The book's title is derived from a sign on the engineering building at the University of Wyoming. Though he believes nature will win, "my book is not an editorial," McPhee said. "It is a description of people defying nature. They may have no choice." Like all of McPhee's books, The Control of Nature started out as an outline that he proceeded to fill in.

==Synopsis==
The book begins by describing how the Atchafalaya River drains 30 percent of the Mississippi River at its source 300 miles upriver from New Orleans. Thanks to its steeper gradient and more direct route, the Atchafalaya seeks to change the course of the Mississippi as has happened in its long geological history. Due to the Mississippi's vital importance to industry, the Army Corps of Engineers constructed a control structure at the Atchafalaya's source to prevent this from occurring and to maintain the 30 percent drainage. McPhee explains how Morgan City, Louisiana would be destroyed if the river's banks increase. Three million cubic feet of water would inundate the town in the case of a hundred-year flood, though the Corps of Engineers has been trying its hardest to build a more stable flood structure.
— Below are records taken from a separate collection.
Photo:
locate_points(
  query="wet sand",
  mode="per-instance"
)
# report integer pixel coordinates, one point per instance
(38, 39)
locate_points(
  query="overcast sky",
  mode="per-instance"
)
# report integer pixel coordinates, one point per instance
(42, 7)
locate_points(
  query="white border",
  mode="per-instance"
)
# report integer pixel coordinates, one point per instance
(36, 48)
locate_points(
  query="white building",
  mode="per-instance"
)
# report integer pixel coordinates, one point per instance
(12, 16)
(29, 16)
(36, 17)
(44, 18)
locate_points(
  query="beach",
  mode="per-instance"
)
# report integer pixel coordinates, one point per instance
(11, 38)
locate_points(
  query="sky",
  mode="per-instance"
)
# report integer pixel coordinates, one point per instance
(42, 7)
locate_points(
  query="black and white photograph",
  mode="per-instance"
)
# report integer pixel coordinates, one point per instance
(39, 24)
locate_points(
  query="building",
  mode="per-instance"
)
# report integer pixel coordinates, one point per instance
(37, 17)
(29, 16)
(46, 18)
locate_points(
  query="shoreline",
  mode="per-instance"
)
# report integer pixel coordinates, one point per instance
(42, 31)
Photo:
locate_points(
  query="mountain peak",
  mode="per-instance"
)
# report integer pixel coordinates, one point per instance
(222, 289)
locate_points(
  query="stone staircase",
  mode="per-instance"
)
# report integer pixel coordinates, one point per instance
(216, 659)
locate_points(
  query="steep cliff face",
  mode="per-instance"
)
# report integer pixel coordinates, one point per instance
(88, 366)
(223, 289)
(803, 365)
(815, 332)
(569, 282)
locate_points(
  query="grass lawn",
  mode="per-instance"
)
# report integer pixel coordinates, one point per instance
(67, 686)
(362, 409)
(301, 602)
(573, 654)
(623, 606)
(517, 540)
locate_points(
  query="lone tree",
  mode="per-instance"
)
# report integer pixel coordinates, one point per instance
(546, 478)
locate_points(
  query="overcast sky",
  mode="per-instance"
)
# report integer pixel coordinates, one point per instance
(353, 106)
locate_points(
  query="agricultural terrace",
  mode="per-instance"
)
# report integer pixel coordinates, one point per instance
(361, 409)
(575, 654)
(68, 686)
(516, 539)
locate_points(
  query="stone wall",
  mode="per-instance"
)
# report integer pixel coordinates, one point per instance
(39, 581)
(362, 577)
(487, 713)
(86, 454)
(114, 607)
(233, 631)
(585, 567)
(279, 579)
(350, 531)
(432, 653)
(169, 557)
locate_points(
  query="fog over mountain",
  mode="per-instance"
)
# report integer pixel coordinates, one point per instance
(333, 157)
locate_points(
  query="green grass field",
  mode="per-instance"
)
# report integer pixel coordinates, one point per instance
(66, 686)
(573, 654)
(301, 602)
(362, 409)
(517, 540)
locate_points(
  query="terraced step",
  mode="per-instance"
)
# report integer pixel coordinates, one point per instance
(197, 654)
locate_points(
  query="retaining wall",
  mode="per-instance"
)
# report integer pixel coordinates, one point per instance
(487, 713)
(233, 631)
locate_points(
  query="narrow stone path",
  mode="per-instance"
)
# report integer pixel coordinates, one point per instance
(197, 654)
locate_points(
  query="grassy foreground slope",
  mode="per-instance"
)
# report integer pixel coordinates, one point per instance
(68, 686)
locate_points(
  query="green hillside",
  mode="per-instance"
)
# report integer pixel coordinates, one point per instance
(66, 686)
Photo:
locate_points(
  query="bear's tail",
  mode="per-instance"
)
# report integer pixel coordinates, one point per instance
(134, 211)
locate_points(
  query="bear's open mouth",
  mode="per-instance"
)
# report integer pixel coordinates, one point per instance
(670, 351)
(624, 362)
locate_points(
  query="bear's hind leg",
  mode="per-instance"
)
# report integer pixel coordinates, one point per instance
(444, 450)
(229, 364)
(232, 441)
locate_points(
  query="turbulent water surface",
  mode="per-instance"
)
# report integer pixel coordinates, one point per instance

==Publication and reception==
All three essays that comprise "The Control of Nature" originally appeared in The New Yorker. After its publication as a book in 1989, The Control of Nature was McPhee's second-best selling book, after Coming into the Country. It received generally positive reviews from book critics.

Los Angeles Times critic Jack Miles praised McPhee's "knack of presenting even the most ordinary folks in their best, most ingenious moments." He liked "Los Angeles Against the Mountains" the most out of the three essays. He enjoyed how McPhee explained scientific and engineering concepts so a layperson could understand them.

Martin Ruess, writing in Technology and Culture, thought that McPhee should have added more interpretation to his descriptions. "McPhee has the poet's knack for the telling point, the metaphor that incisively leads to greater understanding," Ruess wrote. He believed that McPhee underestimated humanity's ability to exert its control on natural settings, since the U.S. infrastructure effectively did this. Ruess concluded that "McPhee's reports from the battlefronts are not as valuable as their implicit message that the control of nature is not nearly as important as knowing one's place in it."